I te osoby także zostały nabrane
Zażądali kaucji
Pan Marek z Torunia do Anglii pojechał w ciemno. Miał pracować w fabryce przy pakowaniu puszek z konserwami. W ogłoszeniu o pracę napisano, że nie jest wymagana znajomość angielskiego. Pracodawca płacił 6,20 funta za godzinę. - Zadzwoniłem pod wskazany numer. Odebrał Polak. Powiedział, że praca czeka, mam przyjeżdżać. Kazał zabrać 20 funtów na ubezpieczenie i 90 funtów opłaty za zarejestrowanie się w tamtejszym Home Office, czyli naszym odpowiedniku „pośredniaka”. Wspomniał, że trzeba zabrać jeszcze ze 100 funtów na wynajęcie mieszkania przez pierwszy tydzień. Zapytałem, czy mogę przyjechać z kolegą, bo on również byłby chętny podjąć tę pracę. Mężczyzna zapraszał nas obu. Spisał tylko nasze nazwiska i kazał się odezwać, jak już będziemy na miejscu - opowiada pan Marek.

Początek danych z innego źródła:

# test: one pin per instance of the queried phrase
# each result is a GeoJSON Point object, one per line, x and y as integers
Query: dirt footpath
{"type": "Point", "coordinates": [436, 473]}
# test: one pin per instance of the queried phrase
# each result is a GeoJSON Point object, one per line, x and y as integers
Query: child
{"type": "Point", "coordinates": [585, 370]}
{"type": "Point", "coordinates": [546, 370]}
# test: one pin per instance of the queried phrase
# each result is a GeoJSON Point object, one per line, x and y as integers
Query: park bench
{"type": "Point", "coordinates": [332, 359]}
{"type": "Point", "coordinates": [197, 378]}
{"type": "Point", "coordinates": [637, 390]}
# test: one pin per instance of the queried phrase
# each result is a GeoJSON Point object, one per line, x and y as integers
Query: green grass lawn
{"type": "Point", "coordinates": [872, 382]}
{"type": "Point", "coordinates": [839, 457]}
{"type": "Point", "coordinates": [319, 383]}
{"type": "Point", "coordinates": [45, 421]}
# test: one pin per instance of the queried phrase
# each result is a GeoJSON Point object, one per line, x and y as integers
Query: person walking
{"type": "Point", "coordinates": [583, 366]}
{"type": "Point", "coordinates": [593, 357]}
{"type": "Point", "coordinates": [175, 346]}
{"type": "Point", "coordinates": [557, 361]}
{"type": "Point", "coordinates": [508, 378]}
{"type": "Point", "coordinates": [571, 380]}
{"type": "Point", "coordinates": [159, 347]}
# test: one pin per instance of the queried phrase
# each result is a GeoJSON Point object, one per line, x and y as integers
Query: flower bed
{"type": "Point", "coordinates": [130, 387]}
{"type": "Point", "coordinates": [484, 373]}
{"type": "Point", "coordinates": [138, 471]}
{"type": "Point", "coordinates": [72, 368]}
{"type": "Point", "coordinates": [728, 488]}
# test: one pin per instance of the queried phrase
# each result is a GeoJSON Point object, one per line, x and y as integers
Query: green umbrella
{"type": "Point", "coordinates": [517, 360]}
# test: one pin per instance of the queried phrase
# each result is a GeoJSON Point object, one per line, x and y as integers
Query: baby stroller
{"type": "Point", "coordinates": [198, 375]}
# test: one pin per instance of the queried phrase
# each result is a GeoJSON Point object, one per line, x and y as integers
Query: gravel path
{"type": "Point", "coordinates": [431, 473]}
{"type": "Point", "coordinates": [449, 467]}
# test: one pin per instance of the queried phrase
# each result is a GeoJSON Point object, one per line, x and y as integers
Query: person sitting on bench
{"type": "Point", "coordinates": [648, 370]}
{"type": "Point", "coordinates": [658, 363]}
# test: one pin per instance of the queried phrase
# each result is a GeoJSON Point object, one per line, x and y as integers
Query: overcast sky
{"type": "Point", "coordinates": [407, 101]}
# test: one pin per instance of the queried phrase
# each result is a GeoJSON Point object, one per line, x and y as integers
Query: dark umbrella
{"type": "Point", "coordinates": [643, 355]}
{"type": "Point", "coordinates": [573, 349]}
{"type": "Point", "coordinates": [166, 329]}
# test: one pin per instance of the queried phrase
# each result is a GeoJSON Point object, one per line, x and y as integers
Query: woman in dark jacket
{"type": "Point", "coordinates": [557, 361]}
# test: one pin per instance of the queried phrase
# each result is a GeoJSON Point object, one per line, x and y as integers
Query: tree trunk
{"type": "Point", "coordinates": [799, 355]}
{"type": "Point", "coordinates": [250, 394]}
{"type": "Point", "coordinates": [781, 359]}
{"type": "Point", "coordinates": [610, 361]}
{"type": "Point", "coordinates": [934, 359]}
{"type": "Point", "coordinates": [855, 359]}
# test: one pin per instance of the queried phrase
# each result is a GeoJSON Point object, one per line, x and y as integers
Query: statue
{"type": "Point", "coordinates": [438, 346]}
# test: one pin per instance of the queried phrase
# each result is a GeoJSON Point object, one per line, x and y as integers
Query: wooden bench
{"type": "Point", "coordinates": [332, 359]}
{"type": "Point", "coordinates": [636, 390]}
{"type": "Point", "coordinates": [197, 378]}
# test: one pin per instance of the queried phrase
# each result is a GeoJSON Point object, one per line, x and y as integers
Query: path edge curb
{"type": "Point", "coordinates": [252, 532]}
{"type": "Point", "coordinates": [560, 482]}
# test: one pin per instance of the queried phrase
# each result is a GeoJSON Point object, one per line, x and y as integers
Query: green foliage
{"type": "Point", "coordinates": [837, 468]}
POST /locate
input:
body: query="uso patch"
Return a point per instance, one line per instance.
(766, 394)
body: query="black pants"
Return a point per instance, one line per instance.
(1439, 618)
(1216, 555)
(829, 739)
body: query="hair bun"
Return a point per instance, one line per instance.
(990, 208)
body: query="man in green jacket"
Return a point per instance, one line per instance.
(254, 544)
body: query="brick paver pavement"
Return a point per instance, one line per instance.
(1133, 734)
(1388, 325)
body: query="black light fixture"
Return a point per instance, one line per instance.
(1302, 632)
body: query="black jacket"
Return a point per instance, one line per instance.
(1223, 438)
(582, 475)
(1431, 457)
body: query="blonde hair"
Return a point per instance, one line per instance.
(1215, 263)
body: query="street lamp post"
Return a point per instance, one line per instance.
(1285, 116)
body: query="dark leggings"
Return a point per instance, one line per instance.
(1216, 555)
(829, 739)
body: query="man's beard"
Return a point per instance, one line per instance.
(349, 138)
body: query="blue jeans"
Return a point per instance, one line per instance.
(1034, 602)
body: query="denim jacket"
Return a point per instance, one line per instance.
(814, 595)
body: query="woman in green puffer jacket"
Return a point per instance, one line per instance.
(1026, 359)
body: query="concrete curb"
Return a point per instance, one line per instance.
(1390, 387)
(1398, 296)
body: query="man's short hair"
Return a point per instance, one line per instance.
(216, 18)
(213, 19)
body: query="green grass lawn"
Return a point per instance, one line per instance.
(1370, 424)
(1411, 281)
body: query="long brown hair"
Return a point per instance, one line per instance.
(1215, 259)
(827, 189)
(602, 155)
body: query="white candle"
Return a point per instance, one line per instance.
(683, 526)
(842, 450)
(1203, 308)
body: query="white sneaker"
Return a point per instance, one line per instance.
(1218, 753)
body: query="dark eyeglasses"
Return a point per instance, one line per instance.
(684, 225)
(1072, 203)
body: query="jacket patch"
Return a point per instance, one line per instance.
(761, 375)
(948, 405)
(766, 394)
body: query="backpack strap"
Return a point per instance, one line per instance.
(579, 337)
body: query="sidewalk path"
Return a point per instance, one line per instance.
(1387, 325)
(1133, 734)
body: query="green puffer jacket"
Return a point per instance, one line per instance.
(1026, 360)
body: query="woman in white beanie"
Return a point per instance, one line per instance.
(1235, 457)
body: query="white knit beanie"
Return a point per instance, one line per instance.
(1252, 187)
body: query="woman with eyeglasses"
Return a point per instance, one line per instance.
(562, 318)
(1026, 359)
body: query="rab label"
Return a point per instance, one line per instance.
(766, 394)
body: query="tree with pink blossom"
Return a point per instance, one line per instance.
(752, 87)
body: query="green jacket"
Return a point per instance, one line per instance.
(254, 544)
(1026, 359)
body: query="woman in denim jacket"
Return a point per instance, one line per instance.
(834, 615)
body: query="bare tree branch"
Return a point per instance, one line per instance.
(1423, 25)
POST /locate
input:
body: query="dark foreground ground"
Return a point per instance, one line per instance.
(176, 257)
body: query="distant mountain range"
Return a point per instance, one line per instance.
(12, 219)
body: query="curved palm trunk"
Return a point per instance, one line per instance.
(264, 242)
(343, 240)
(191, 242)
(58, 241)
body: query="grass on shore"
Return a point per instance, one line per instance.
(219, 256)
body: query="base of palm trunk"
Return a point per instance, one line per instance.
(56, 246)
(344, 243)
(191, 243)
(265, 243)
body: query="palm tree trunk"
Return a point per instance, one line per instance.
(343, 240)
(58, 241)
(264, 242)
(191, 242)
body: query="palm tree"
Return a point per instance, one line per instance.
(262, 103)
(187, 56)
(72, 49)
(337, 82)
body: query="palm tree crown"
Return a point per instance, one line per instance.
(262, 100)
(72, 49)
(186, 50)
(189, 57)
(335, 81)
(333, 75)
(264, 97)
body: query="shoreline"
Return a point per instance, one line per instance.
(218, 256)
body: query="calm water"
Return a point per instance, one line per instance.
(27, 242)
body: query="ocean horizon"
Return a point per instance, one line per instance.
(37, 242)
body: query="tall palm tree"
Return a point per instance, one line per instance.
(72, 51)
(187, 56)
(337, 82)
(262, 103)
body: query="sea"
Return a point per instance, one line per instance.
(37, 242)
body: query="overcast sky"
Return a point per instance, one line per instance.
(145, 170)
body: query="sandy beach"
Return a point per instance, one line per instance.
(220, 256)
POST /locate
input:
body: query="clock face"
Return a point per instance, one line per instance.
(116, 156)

Gdy w Anglii spotkał się z mężczyzną, z którym rozmawiał telefonicznie, dowiedział się, że za pomoc w znalezieniu pracy w fabryce zażądał od każdego wspomniane wcześniej 20 funtów na ubezpieczenie, 100 funtów na mieszkanie plus 200 funtów kaucji za pierwszy miesiąc. Razem dało to 740 funtów od nas dwóch. - Gdy grzecznie próbowaliśmy mu wyjaśnić, że nie tak się umawialiśmy, nagle jak spod ziemi wyrosło dwóch barczystych mężczyzn. Mieli po około 20-25 lat, kolczyki w uszach, szramy na twarzach. Powiedzieli, że jeśli nie zapłacimy, to inaczej będą z nami rozmawiać. Kolega próbował uciekać. Wtedy złapali go i uderzyli kilka razy w brzuch. Zostawiliśmy te pieniądze i uciekliśmy. Jeszcze tego samego dnia kupiliśmy bilet powrotny do kraju - mówi nasz Czytelnik.
Prawo jazdy w kuchni?
Pani Renata z Wocławka ucieszyła się bardzo, gdy w styczniu tego roku znalazła w prasie ogłoszenie o pracy jako pomoc kuchenna w restauracji w Londynie. - Pracodawca obiecywał niezłą pensję. W rozmowie telefonicznej ustaliliśmy, że ten pan zaklepie dla mnie miejsce. Mam się zjawić na początku marca. Zatrudni mnie na dwa lata. Zarezerwowałam bilet lotniczy, zaczęłam porządkować swoje sprawy w Polsce. Po tygodniu odebrałam telefon od menagera restauracji, który powiedział mi, że muszę przygotować 250 funtów na.... kurs prawa jazdy i przetłumaczenie dokumentów. Zamurowało mnie. Zapytałam, czy to jakiś żart. Przecież miałam pracować w kuchni. Po co mi do tego prawo jazdy?! Zrezygnowałam z pracy w tej restauracji. Na szczęście wkrótce udało mi się znaleźć dobrą pracę w Polsce.